A couple of weeks ago, on August 24th, I made a post (which you can read here) on a theoretical framework for the arrival of hyperinflation. It was reprinted from the blog of Gonzalo Lira and Lira's thread went viral on the internet.
One of the reasons it garnered so much attention is because the issue cuts to the biggest and most confounding debate that's going on right now in all of finance: what will the final outcome of the Fed's market manipulative actions be?
Will the end result be deflation, inflation or hyperinflation (which is a distinctly different phenomenon from either of deflation or inflation).
Lira's post infuriated some hard core deflationists who continue to refuse to acknowledge the possibility that in its attempt to inspire inflation at all costs, the Fed may just push things beyond the tipping point of monetary imprudence.

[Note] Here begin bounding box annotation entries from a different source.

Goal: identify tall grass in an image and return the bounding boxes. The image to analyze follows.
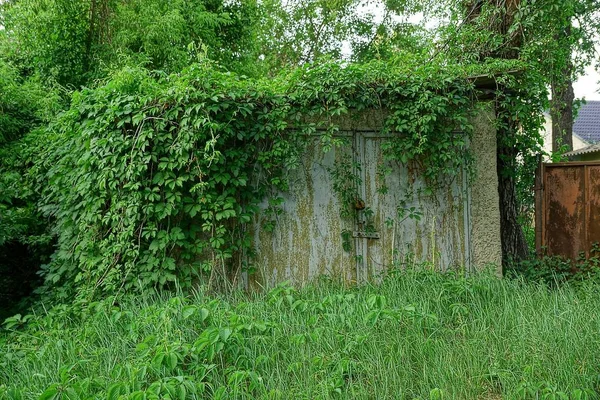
[0,271,600,399]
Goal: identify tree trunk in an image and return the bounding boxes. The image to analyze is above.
[463,0,529,267]
[496,115,529,267]
[550,36,575,153]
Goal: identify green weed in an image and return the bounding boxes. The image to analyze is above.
[0,270,600,400]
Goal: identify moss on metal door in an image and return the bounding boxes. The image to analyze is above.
[253,131,470,284]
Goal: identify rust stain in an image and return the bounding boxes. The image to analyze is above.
[541,163,600,260]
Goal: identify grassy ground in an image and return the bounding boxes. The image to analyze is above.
[0,272,600,399]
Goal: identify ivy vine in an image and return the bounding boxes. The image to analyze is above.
[36,57,514,297]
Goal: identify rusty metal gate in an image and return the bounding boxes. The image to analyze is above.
[535,161,600,260]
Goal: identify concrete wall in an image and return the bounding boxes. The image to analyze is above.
[470,105,502,275]
[251,107,501,286]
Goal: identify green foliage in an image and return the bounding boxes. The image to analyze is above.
[0,0,258,88]
[0,266,600,400]
[36,58,516,297]
[0,60,60,317]
[507,243,600,286]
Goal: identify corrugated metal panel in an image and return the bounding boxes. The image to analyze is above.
[254,132,470,285]
[537,162,600,260]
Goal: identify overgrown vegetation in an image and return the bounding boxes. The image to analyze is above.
[0,265,600,399]
[32,60,528,298]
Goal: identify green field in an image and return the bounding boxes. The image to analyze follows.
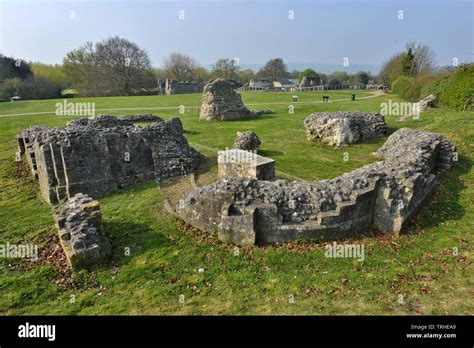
[0,91,474,315]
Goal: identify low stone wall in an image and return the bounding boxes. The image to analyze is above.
[199,79,272,121]
[17,115,203,204]
[53,193,111,269]
[304,111,387,146]
[163,80,204,95]
[176,128,455,244]
[217,149,275,180]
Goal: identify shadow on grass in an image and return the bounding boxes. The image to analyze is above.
[404,155,473,233]
[101,221,172,268]
[258,150,285,157]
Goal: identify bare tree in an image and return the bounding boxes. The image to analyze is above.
[257,58,290,81]
[95,36,156,95]
[407,42,436,76]
[211,58,240,79]
[63,37,156,96]
[163,52,198,81]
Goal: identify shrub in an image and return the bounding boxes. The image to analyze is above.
[392,76,421,102]
[298,68,319,82]
[0,77,22,101]
[20,76,61,99]
[420,75,449,104]
[441,64,474,110]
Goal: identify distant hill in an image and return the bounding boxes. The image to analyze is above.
[205,63,380,75]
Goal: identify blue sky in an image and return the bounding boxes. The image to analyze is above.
[0,0,474,72]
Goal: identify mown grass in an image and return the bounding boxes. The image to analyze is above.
[0,91,474,315]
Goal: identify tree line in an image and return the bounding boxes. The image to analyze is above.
[0,36,472,109]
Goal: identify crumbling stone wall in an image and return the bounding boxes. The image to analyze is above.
[234,131,262,152]
[199,79,272,121]
[304,111,387,146]
[217,149,275,180]
[176,128,455,244]
[53,193,111,269]
[18,115,203,203]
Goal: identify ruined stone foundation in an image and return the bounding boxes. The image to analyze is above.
[199,79,272,121]
[17,115,203,204]
[304,111,387,146]
[176,128,455,244]
[53,193,111,269]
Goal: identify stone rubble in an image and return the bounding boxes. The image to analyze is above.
[418,94,436,112]
[199,79,272,121]
[176,128,455,244]
[17,115,203,204]
[304,111,387,146]
[234,131,262,151]
[53,193,111,269]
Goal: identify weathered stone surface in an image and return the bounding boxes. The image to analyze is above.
[304,111,387,146]
[234,131,262,151]
[176,128,455,244]
[217,149,275,180]
[199,79,272,121]
[18,115,203,203]
[53,193,111,269]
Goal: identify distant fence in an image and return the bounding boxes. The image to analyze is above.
[238,85,383,92]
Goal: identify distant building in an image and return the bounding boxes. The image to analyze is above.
[249,79,273,89]
[300,76,323,87]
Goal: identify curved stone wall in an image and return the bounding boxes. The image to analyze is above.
[17,115,203,203]
[176,128,455,244]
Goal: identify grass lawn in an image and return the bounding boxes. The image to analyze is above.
[0,91,474,315]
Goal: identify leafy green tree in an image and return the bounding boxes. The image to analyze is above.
[378,53,405,86]
[257,58,289,81]
[441,64,474,110]
[211,58,240,80]
[239,69,255,83]
[0,54,33,82]
[0,77,22,101]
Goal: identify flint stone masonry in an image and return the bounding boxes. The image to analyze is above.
[217,149,275,180]
[304,111,387,146]
[234,131,262,151]
[199,79,272,121]
[17,115,203,204]
[176,128,455,245]
[53,193,111,269]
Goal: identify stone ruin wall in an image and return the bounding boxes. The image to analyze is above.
[176,128,455,244]
[199,79,272,121]
[17,115,202,204]
[53,193,111,269]
[304,111,388,146]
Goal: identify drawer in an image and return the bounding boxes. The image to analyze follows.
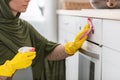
[103,20,120,51]
[58,15,83,34]
[102,47,120,80]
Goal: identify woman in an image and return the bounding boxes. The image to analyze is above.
[0,0,89,80]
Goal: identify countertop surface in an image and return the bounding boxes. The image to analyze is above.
[57,9,120,20]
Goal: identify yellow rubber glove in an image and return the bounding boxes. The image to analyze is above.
[0,52,36,77]
[64,24,90,55]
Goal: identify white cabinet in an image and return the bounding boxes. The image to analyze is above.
[103,20,120,51]
[58,11,120,80]
[58,15,87,80]
[102,47,120,80]
[102,20,120,80]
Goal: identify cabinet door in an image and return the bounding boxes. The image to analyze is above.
[58,15,79,80]
[102,47,120,80]
[103,20,120,51]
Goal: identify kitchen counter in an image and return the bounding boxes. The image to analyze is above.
[57,9,120,20]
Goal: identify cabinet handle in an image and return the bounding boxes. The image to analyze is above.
[79,48,99,59]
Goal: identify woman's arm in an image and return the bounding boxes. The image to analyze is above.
[46,45,70,60]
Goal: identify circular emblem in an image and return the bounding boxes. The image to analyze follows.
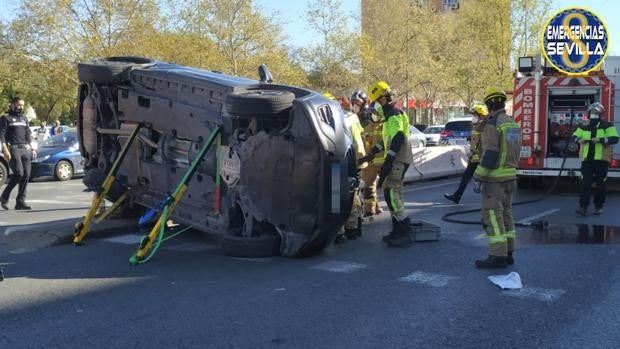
[542,8,609,75]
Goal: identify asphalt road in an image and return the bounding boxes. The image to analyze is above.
[0,178,620,348]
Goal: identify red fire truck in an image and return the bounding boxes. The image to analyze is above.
[513,57,620,186]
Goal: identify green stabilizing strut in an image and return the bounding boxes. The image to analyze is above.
[129,126,221,265]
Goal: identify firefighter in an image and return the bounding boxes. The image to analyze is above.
[443,102,489,204]
[369,81,413,247]
[335,97,366,244]
[573,102,618,216]
[351,91,383,219]
[474,87,521,268]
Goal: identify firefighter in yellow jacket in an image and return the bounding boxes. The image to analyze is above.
[368,81,413,247]
[474,87,521,268]
[351,91,383,218]
[443,102,489,204]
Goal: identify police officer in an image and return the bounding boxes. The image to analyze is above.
[368,81,413,247]
[474,87,521,268]
[573,102,618,216]
[443,102,489,204]
[0,97,37,210]
[351,91,383,219]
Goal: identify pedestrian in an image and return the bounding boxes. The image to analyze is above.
[37,121,50,143]
[50,120,62,136]
[474,87,521,268]
[368,81,413,247]
[443,102,489,204]
[0,97,37,210]
[334,97,366,244]
[351,91,383,219]
[573,102,618,216]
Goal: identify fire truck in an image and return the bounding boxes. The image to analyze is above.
[513,56,620,187]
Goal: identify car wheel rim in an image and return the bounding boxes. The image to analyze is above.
[58,164,71,179]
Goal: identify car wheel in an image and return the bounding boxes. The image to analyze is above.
[0,161,9,186]
[54,160,73,181]
[220,234,281,258]
[78,56,155,84]
[226,90,295,115]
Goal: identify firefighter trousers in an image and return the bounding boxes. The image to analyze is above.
[579,160,609,208]
[362,161,381,214]
[480,180,517,257]
[383,160,409,222]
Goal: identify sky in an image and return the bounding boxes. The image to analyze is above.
[0,0,620,56]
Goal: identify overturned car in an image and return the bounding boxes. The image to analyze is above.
[77,57,355,257]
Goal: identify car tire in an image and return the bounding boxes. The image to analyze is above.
[78,56,155,84]
[220,234,282,258]
[0,161,9,186]
[226,89,295,116]
[54,160,73,181]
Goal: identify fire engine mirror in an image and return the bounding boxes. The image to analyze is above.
[519,57,534,73]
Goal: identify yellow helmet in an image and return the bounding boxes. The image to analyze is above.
[484,86,508,104]
[323,92,336,101]
[368,81,390,102]
[470,102,489,117]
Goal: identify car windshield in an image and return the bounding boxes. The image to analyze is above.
[424,127,443,135]
[41,132,77,147]
[446,121,471,131]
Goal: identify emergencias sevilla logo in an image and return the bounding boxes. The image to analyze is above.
[542,8,609,75]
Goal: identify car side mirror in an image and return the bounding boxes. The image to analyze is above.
[258,64,273,84]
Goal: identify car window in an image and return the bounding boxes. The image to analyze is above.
[446,121,471,131]
[41,132,77,147]
[424,127,443,135]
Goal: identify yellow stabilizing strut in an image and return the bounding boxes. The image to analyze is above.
[129,126,221,265]
[73,123,144,246]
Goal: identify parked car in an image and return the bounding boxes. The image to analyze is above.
[439,116,472,145]
[77,57,356,257]
[30,129,84,181]
[424,125,444,146]
[409,126,426,148]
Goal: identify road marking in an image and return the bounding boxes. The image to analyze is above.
[401,181,460,193]
[398,271,459,287]
[518,208,560,224]
[103,234,142,245]
[310,260,366,273]
[501,287,566,302]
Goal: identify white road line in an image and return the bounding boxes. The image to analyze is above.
[398,271,459,287]
[310,260,366,273]
[103,234,142,245]
[518,208,560,223]
[402,181,460,193]
[501,287,566,302]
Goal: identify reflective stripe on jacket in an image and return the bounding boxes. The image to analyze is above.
[474,109,521,182]
[573,120,618,162]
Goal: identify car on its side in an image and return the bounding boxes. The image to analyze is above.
[30,129,84,181]
[439,116,472,145]
[409,125,426,148]
[424,125,444,146]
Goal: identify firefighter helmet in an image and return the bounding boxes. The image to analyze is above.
[588,102,605,114]
[484,86,508,104]
[470,102,489,117]
[368,81,390,102]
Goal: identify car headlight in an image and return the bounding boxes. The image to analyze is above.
[34,155,52,162]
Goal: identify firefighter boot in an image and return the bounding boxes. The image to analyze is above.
[476,255,508,268]
[381,216,398,242]
[387,217,413,247]
[443,193,461,204]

Recently Mish Shedlock came out with a rebuttal to Lira in a podcast on Global Edge with Eric Townsend and Michael Hampton. In the podcast, Shedlock's conclusion was that Hyperinflation is the endgame, "so it is unlikely."
Mish followed this up with a post on his blog.
Yesterday Lira responded saying that Shedlock had turned the issue into a personal attack and that Mish had taken many of his points out of context (you can see a portion of Lira's response in yesterday's comments section). Lira has proposed an open debate with Mish on the topic. We will see if Mish accepts.
I bring all of this up because it triggered a comment in yesterday's comments section AND a whole whack of emails to my inbox.
As I said at the start of this post, this topic is THE biggest and most confounding debate that's going on right now in all of finance.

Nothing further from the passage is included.